A Big 50 For The .44

It's hard to believe that this seminal bigbore magnum has reached the half-century mark. Here's how it all started.

A 6-inch Model 29, six .44 Magnum rounds with Keith-style semiwadcutters, a big hat and cigar all fire up memories of <i>G&A's</i> late, great Elmer Keith.

The .44 Magnum and I kind of grew up together. When it first appeared in 1955, I was 11 years old and into just about everything firearms related. The .44 was big news. My friends and I had read bits and pieces about its development and supposed power in gun and men's magazines of the time, and I just couldn't wait to see if you really could "put a bullet right through an engine block," as claimed by some (you can't--the slug just goes splat, but it'll whistle right through two car doors with no problem).

At the time, I don't really recall much mention of the round's purported developer, Elmer Keith. His day would really come a few years later in a new magazine called Guns & Ammo. In the 1970s I had the luck, as a young associate editor at G&A, to work with Elmer and at that time received a goodly indoctrination into the whys and wherefores of the mighty .44.

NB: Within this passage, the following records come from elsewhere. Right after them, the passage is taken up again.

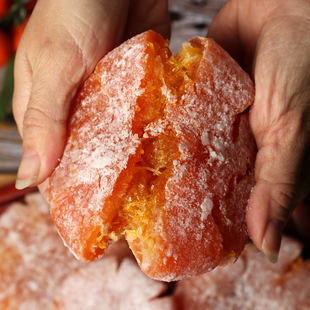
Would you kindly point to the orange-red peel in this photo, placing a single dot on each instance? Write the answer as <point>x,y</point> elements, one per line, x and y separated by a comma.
<point>159,149</point>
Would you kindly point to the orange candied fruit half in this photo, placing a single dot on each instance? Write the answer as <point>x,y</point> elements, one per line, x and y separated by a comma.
<point>138,160</point>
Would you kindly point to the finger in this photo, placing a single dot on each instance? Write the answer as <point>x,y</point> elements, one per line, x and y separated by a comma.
<point>281,183</point>
<point>237,28</point>
<point>74,41</point>
<point>22,89</point>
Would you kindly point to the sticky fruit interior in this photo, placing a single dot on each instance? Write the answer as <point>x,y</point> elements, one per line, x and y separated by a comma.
<point>140,189</point>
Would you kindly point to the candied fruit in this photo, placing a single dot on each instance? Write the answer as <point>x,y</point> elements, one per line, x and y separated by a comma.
<point>159,149</point>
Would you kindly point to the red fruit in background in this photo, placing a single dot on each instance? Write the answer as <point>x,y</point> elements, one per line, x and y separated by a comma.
<point>17,32</point>
<point>5,48</point>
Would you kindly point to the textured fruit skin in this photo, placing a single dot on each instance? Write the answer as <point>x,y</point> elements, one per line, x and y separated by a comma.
<point>198,220</point>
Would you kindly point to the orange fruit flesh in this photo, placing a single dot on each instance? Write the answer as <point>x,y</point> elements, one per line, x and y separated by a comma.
<point>145,194</point>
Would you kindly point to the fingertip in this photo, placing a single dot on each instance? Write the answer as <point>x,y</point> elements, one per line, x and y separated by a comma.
<point>28,170</point>
<point>272,239</point>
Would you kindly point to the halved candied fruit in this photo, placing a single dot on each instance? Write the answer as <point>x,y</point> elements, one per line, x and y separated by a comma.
<point>159,149</point>
<point>145,197</point>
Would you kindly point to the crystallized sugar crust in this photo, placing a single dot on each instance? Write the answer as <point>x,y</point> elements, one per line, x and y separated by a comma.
<point>200,221</point>
<point>215,167</point>
<point>99,145</point>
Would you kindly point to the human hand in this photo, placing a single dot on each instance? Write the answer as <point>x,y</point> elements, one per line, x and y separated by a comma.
<point>61,45</point>
<point>271,40</point>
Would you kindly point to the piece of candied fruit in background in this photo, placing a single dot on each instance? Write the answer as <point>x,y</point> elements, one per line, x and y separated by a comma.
<point>33,260</point>
<point>38,272</point>
<point>105,283</point>
<point>159,149</point>
<point>252,283</point>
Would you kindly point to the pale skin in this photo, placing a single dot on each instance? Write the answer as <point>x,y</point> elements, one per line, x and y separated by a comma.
<point>270,39</point>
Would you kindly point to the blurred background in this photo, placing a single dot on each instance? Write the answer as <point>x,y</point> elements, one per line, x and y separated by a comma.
<point>189,18</point>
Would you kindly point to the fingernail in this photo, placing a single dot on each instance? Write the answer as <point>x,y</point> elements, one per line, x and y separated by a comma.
<point>28,169</point>
<point>272,240</point>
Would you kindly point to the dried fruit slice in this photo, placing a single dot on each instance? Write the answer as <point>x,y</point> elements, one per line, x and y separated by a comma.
<point>33,260</point>
<point>252,283</point>
<point>159,149</point>
<point>116,286</point>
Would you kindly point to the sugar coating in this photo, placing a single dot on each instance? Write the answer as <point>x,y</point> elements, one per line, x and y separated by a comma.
<point>99,145</point>
<point>213,172</point>
<point>213,165</point>
<point>251,283</point>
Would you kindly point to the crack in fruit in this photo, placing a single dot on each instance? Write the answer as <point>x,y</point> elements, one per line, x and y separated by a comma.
<point>144,195</point>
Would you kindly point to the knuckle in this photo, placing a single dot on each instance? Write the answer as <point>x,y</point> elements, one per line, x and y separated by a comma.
<point>284,199</point>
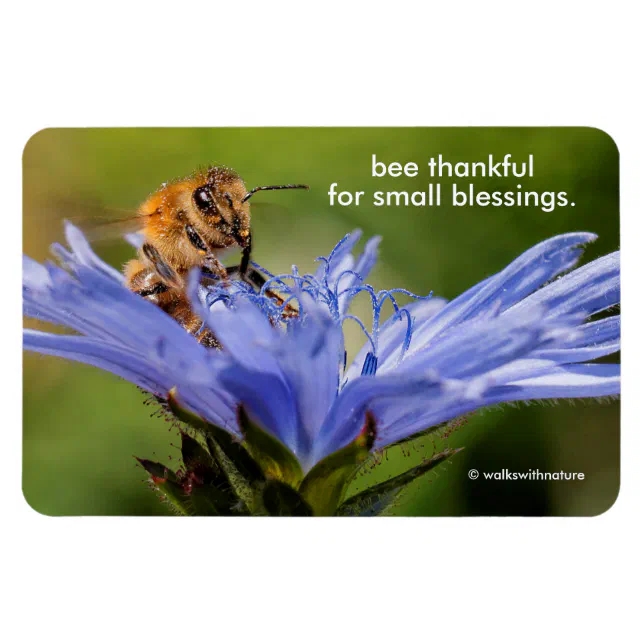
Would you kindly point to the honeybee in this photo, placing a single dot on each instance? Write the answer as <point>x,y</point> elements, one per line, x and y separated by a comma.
<point>189,223</point>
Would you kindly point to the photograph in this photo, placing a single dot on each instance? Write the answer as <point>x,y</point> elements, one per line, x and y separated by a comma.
<point>321,321</point>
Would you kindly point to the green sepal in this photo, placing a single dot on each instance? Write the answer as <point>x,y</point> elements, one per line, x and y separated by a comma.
<point>281,500</point>
<point>165,481</point>
<point>194,455</point>
<point>276,460</point>
<point>325,485</point>
<point>215,500</point>
<point>243,474</point>
<point>380,498</point>
<point>246,484</point>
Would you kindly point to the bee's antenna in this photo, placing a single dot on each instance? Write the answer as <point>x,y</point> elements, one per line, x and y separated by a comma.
<point>290,186</point>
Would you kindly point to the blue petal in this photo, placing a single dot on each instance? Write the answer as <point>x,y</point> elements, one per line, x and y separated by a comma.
<point>590,289</point>
<point>346,417</point>
<point>525,274</point>
<point>84,254</point>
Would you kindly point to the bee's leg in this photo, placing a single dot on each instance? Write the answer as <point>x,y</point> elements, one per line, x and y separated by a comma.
<point>210,263</point>
<point>257,280</point>
<point>245,261</point>
<point>166,273</point>
<point>144,281</point>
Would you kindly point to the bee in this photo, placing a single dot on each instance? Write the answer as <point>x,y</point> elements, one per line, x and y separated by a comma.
<point>190,223</point>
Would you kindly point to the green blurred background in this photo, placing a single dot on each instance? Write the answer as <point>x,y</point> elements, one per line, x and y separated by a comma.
<point>82,426</point>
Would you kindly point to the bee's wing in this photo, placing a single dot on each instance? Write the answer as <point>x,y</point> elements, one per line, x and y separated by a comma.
<point>100,223</point>
<point>108,228</point>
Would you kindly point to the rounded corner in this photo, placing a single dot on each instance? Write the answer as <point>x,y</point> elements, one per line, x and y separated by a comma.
<point>606,135</point>
<point>34,506</point>
<point>610,505</point>
<point>36,135</point>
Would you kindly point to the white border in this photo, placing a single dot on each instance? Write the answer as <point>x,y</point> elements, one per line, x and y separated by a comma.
<point>503,63</point>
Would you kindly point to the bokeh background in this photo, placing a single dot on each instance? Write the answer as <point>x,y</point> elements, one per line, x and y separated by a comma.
<point>82,426</point>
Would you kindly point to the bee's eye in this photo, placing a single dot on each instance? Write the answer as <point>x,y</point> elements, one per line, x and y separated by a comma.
<point>204,201</point>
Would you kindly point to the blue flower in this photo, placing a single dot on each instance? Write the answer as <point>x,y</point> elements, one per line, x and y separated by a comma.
<point>525,333</point>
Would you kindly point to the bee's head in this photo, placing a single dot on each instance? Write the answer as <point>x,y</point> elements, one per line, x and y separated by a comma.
<point>218,200</point>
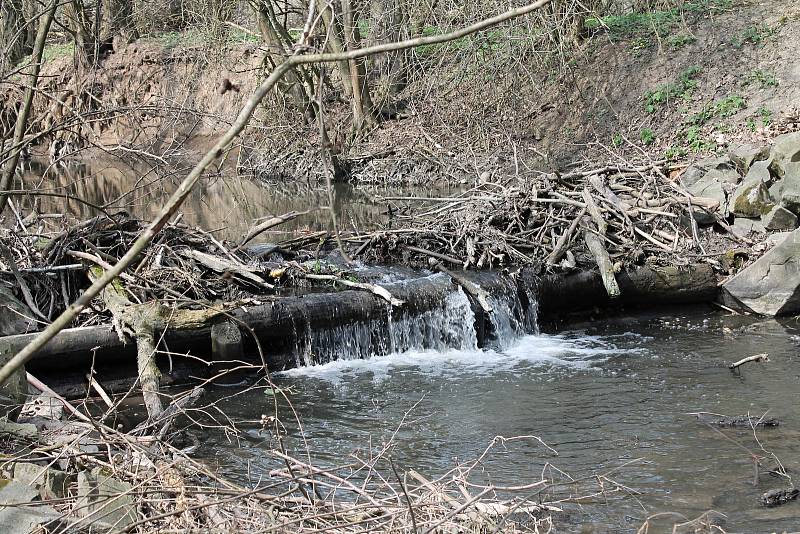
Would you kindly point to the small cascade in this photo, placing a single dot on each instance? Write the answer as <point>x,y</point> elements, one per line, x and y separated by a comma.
<point>450,325</point>
<point>513,315</point>
<point>447,322</point>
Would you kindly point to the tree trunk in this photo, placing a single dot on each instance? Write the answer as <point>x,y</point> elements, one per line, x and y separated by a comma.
<point>15,38</point>
<point>363,110</point>
<point>299,81</point>
<point>389,23</point>
<point>118,21</point>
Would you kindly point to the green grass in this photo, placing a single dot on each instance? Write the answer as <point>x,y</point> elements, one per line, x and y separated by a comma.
<point>658,22</point>
<point>57,51</point>
<point>682,88</point>
<point>755,35</point>
<point>727,107</point>
<point>762,78</point>
<point>676,42</point>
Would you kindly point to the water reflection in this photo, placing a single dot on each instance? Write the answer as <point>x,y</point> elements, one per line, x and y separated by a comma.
<point>225,203</point>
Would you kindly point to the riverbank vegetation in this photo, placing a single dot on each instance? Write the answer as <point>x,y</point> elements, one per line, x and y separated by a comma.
<point>595,137</point>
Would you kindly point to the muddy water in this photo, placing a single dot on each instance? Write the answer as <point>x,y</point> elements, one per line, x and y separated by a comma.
<point>611,396</point>
<point>226,204</point>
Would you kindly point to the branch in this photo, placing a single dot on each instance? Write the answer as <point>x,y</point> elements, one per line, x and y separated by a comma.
<point>180,194</point>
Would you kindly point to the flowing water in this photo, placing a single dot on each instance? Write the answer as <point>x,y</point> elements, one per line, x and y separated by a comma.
<point>611,397</point>
<point>614,396</point>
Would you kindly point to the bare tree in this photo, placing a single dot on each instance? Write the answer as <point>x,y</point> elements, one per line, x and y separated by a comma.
<point>14,34</point>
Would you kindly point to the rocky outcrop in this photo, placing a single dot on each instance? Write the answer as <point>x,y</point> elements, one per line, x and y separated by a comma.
<point>758,184</point>
<point>771,285</point>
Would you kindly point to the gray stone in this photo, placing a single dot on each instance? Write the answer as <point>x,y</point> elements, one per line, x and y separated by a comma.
<point>751,199</point>
<point>51,483</point>
<point>785,150</point>
<point>22,519</point>
<point>708,187</point>
<point>776,239</point>
<point>743,227</point>
<point>107,500</point>
<point>790,188</point>
<point>771,285</point>
<point>779,218</point>
<point>743,156</point>
<point>13,320</point>
<point>44,405</point>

The .44 Magnum cartridge, as introduced by Remington a half-century ago, was, at the time, the most powerful handgun cartridge in the world. The first "magnum" revolver round, the .357, had debuted 20 years earlier to much acclaim, though in the intervening years it was felt that a larger-caliber magnum would up the stopping-power ante considerably and provide shooters with not only a supreme man-stopper but a truly viable hunting load.